Lenticular Prints featuring images of Scherer and actress/activist Emma Watson dominate the first room. Watson, who rose to fame playing Hermione Granger in the Harry Potter movies and has since become UN-Goodwill Ambassador for female rights, has been subject to Scherer’s work for a while now.; most notably in a sculptural body of work that combines computer aided making technologies with classical casting processes to create nude life- size figures of the actress. Here the combination of iconic pictures of the actress found online with images of the artist can be read as a fan fiction become physical - the dream of a life spent together. It’s the architectural pictures as third element in these pieces which locate the narrative and link the wall-works back to the environment they are installed in. Scans from a book of photography depicting the work of Louis Barragan - one of the most notable and well-known architects in Mexico - they show empty domestic settings, the houses he built for himself and some of his most important clients. With the pictures changing while you move around the room, it’s the sensation of walking around in someone else’s life that these works provoke. As if we could catch a glimpse in their everyday, or reading this one-sided relationship a bit closer, of Scherer dreaming in pictures of it.
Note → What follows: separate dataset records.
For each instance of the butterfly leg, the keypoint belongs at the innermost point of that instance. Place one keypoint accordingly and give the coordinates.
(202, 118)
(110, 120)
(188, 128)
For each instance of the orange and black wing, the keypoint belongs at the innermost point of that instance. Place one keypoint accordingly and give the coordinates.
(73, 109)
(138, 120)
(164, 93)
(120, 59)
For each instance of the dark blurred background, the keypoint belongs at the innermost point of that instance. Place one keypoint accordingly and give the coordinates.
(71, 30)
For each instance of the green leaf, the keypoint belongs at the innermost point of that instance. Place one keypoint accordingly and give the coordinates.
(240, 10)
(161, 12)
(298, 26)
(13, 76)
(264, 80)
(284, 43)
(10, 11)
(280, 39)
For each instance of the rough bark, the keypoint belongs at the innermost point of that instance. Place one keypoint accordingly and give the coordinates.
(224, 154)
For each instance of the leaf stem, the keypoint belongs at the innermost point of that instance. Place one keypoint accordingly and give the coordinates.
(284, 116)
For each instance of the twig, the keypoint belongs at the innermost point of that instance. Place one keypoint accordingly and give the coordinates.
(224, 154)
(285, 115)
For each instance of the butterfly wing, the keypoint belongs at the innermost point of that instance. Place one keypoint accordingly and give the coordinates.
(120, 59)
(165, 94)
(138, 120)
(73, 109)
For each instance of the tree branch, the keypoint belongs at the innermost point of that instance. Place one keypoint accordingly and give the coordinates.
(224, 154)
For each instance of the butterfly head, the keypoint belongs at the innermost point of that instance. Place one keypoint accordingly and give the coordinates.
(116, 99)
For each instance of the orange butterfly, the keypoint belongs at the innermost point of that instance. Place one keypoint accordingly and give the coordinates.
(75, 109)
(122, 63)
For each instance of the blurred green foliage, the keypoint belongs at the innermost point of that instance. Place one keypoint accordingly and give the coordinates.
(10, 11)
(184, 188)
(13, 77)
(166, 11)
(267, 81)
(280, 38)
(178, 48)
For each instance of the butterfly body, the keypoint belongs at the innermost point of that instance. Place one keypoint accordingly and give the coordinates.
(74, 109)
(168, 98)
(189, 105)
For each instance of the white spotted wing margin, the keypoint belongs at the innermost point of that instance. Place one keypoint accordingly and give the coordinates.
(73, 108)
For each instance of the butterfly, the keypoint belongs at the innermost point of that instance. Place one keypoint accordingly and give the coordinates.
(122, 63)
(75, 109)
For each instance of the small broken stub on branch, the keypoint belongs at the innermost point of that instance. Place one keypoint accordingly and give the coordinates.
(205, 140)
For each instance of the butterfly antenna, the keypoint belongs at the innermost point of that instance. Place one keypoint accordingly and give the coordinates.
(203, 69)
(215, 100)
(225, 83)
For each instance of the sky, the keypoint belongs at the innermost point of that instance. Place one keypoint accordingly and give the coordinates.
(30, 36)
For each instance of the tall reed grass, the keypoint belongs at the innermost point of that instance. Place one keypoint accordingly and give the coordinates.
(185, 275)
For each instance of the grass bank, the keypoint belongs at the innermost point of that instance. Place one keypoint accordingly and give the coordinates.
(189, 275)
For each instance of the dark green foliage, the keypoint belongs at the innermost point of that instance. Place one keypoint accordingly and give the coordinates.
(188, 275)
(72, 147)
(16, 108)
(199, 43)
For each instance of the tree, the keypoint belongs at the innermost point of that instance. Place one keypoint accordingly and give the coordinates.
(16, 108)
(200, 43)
In the next room there is a set of two metal sculptures placed on a euro pallet. The interweaved pose is taken from an image depicting the actor Johnny Depp and model/icon Kate Moss, him protecting and covering her naked body with his own. Taken by famous photographer Annie Leibowitz it shows the IT-couple of the 90’s in a seemingly private and intimate moment. Like in “Brangelina", where the couple has merged into a single entity or persona, Depp/Moss have served as a role model for their respective generation, helping to evaluate and measure our own relationships against these famous examples produced by the entertainment industry. Brightly illuminated and hung to the wall it’s hard not to be reminded of a crucifix as well, the famous depicting of Jesus hanging on the cross. Like God’s son who has given his life for us, the sculpture then could be read as the couple offering blood and body to the public - for greater goods. 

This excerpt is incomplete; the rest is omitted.